Sésame, une galerie pas comme les autres

Benmansour est né à Tlemcen en 1929. Après des études au sein du  mouvement artistique Art déco à Paris, il revient en Algérie en 1952. Messaliste de vocation, il aurait été selon son ami Lachachi Mustapha, le concepteur du premier tract de l’ALN de 1955. Sur ce passé politisé et militant, Benmansour, n’en évoqua que peu de détails.

Il ouvre sa galerie Sésame en l’an 1959, qui est sans conteste un des lieux mythiques d’Oran. Située près de la grande Poste, à la Rue Khmesti, elle apparait au comble du mysticisme, à  mi-chemin entre l’antre de l’ermite et l’antichambre d’un antiquaire. Des manuscrits, des toiles et des pierres de jade ornent les lieux. Soufi et mystique, il citait à souhait, et relatait les exploits ésotériques de Sidi Boumediene pour lequel, il exprimait une admiration sans faille.

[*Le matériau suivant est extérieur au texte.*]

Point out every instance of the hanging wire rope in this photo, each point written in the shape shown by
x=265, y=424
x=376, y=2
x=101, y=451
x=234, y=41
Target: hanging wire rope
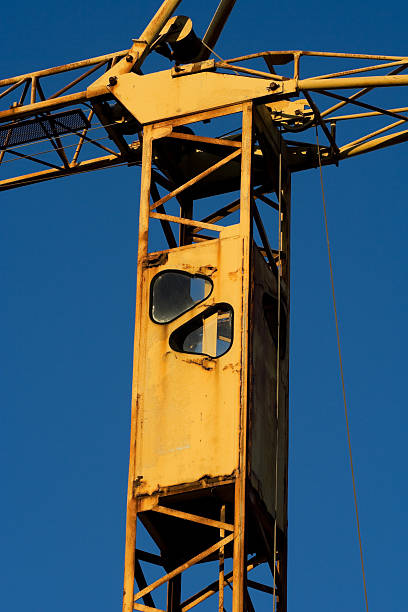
x=341, y=369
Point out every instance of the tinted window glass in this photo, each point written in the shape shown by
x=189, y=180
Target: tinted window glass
x=209, y=333
x=173, y=293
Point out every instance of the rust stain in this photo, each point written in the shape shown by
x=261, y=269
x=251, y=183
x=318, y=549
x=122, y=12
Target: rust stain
x=157, y=259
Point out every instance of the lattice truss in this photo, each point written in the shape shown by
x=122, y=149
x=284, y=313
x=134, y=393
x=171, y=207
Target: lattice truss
x=50, y=127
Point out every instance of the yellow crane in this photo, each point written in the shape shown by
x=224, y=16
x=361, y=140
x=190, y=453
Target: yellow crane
x=209, y=427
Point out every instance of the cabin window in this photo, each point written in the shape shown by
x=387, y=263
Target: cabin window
x=209, y=333
x=173, y=293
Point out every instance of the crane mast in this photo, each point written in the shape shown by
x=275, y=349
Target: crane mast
x=208, y=469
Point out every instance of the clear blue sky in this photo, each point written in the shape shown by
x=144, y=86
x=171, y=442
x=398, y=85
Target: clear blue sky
x=68, y=276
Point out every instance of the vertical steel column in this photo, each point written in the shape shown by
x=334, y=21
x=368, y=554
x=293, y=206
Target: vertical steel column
x=239, y=566
x=131, y=516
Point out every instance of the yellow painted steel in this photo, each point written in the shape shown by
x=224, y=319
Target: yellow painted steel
x=188, y=405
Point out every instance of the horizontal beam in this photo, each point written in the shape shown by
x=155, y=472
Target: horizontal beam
x=182, y=221
x=63, y=68
x=97, y=163
x=186, y=565
x=18, y=112
x=193, y=518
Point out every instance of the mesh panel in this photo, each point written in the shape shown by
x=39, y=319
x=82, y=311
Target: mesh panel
x=30, y=130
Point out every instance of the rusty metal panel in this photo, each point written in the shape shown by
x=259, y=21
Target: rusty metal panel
x=188, y=405
x=264, y=433
x=159, y=96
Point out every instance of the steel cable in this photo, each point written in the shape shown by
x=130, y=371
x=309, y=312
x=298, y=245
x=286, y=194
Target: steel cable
x=341, y=370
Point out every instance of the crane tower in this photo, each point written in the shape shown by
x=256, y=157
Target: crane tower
x=208, y=470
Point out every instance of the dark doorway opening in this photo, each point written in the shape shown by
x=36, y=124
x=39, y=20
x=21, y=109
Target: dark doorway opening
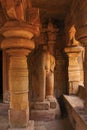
x=1, y=78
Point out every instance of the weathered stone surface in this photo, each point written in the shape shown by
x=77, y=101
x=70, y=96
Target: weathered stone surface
x=30, y=127
x=45, y=105
x=18, y=119
x=44, y=115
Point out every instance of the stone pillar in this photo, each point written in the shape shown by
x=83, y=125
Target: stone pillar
x=18, y=44
x=81, y=27
x=73, y=53
x=18, y=88
x=52, y=34
x=5, y=77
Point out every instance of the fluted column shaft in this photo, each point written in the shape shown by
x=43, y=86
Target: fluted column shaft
x=73, y=68
x=18, y=88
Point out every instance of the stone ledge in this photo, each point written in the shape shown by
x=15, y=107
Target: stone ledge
x=76, y=112
x=30, y=127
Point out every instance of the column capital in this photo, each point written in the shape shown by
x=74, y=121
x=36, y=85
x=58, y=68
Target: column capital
x=73, y=49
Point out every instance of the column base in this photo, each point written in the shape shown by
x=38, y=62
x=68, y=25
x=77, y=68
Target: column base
x=18, y=119
x=45, y=111
x=30, y=127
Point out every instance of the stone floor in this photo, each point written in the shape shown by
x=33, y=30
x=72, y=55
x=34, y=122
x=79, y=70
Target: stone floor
x=60, y=124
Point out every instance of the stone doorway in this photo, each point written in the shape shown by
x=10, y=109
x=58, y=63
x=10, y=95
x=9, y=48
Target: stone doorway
x=1, y=78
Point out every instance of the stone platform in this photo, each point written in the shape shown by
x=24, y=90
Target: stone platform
x=47, y=110
x=76, y=112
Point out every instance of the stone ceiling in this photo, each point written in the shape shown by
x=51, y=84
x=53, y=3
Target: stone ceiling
x=53, y=8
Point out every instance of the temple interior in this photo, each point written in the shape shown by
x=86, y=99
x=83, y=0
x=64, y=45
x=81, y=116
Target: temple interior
x=43, y=65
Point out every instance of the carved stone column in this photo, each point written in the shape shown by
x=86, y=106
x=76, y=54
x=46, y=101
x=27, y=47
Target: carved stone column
x=83, y=40
x=73, y=53
x=81, y=26
x=18, y=45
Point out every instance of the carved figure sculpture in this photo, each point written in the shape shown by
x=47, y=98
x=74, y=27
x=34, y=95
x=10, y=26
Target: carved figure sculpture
x=72, y=39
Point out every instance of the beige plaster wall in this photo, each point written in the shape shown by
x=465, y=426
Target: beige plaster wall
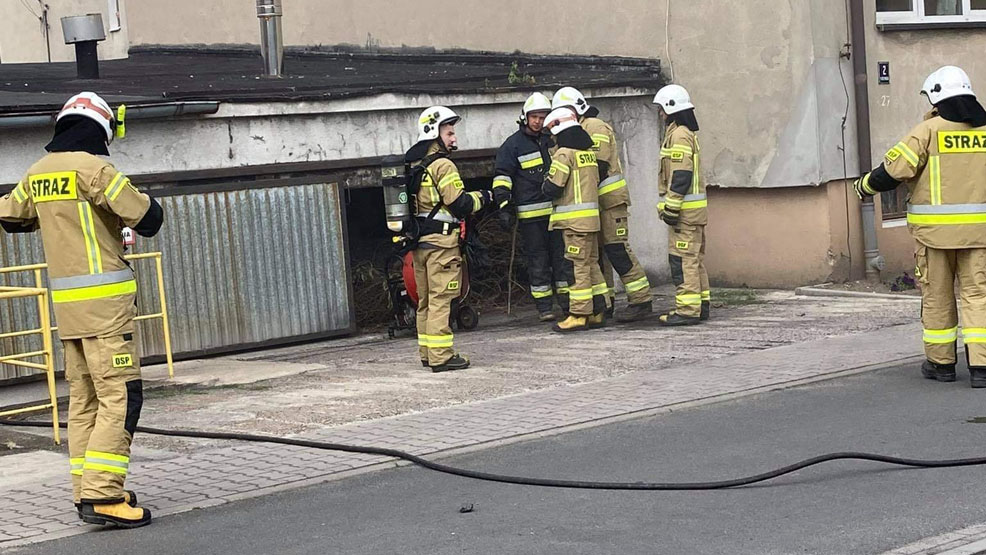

L’art de Benmansour se traduit par des formes et couleurs oniriques, et tire ses origines de l’Art originel Algérien. A ce propos le doyen s’exprime sur sa démarche artistique comme suit « Une identification et une réhabilitation traditionnelle de l’Art originel Algérien reste une expression universelle à méditer et à réviser [ ] Ainsi, on représentait à travers les motifs originels toute la vie social et décorative de la tribu ou de la région a laquelle poterie pan tisses de tentes, bijouterie tatouages identitaire disparues .» Dans cette introduction sur l’art originel Algérien, il revient sur l’importance de porter l’art pictural représenté de manière « naïf » et véhiculé à travers l’artefact et l’artisanat traditionnel, au sein d’une vision plus académique. Cela s’exprime par l’usage du signe et symbole, à l’instar de son œuvre : Nuages sur l’univers d’un nomade.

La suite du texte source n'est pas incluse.